Nous nous apprêtons à adopter la proposition de loi très technique de notre collègue Dominique Baert, dont je salue l’excellent rapport au nom de la commission des finances, visant à réformer le système de répression des abus de marché.

Ce texte répond à la décision du Conseil constitutionnel du 18 mars 2015, qui a déclaré contraires à la Constitution les dispositions légales en vigueur. Cette décision légitimement fondée en droit aurait paralysé, à compter de septembre 2016, l’ensemble de notre système répressif en matière d’abus de marché. Il s’agit donc de combler un très prochain vide juridique pour les poursuites administratives et pénales.

L’urgence de légiférer est d’ailleurs double, car ces dispositifs doivent se conformer aux dispositions de la directive et du règlement européens du 16 avril 2014, c’est-à-dire la directive MAD et le règlement MAR, dont la transposition doit intervenir au plus tard le 3 juillet.

Le texte proposé est issu d’un large consensus de l’ensemble des acteurs concernés, le Gouvernement et les services du ministère des finances bien sûr, mais aussi le parquet national financier et l’Autorité des marchés financiers.

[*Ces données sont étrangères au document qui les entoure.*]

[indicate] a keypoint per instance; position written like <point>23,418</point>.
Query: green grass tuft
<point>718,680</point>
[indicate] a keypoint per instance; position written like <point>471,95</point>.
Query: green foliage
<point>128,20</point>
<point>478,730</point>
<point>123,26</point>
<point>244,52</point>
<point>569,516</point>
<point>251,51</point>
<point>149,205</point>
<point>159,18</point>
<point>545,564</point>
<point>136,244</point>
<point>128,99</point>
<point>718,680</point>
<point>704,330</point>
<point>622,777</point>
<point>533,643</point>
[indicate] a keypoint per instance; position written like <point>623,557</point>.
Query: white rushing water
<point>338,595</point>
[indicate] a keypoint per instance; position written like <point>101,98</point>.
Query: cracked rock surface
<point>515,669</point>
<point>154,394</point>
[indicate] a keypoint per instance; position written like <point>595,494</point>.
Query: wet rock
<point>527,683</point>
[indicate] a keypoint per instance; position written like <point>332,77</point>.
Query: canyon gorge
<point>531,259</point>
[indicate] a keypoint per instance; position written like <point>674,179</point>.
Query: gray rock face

La proposition de loi concerne d’abord le délit d’initié commis par celui qui effectue des opérations sur des valeurs mobilières ou sur des marchandises à propos desquelles il possède des informations privilégiées et dont il profite avant que celles-ci soient connues du public. Je ne citerai pas d’exemples, vous les connaissez fort bien. Les informations en question ont pu être soit obtenues directement par une personne, du fait de ses activités, soit reçues, dans le cas d’un recel de délit d’initié, d’une autre personne.

Le texte de loi concerne ensuite le délit de manipulation de cours, qui apparaît lorsqu’une personne exerce ou tente d’exercer, directement ou par personne interposée, une manoeuvre qui prend la forme d’interventions sur le marché de valeurs afin d’induire en erreur les autres investisseurs.

La proposition de loi concerne enfin le délit de fausse information, commis par une personne qui tente d’influer, en donnant des nouvelles inexactes, sur le cours d’un titre, que le résultat ait ou non été atteint.

Examinons plus en détail des articles de ce texte technique.

L’article 1er crée un nouvel article dans le code monétaire et financier, dans le but d’encadrer les possibilités de mise en mouvement de l’action publique pour les délits boursiers. Cet article, qui s’inscrit au sein des dispositions relatives aux poursuites pénales pour les trois délits boursiers précités, a pour objet de restreindre la possibilité pour le procureur de la République financier de mettre en oeuvre l’action publique, afin de rendre alternatives, alors qu’elles étaient cumulatives, les poursuites pénales et administratives.

L’article 1er bis, issu d’un amendement de notre rapporteur, modifie les dispositions relatives aux pouvoirs de l’Autorité des marchés financiers. Il s’agit de se mettre en pleine conformité avec la réglementation européenne dans le champ des manquements d’initié, de la divulgation illicite d’information privilégiée ou de la manipulation des marchés. Il est ainsi prévu que ces dispositions entrent en vigueur au 3 juillet 2016, date limite de transposition des textes européens.

L’article 2 crée un nouvel article dans le code monétaire et financier, visant à encadrer la possibilité pour l’Autorité des marchés financiers de procéder à une notification des griefs. Il reprend ainsi les dispositions prévues sous l’angle de la procédure pénale à l’article 1er de la proposition de loi, en les transposant, à l’exception des dispositions traitant des droits de la partie civile, qui ne sont pas applicables à la procédure administrative.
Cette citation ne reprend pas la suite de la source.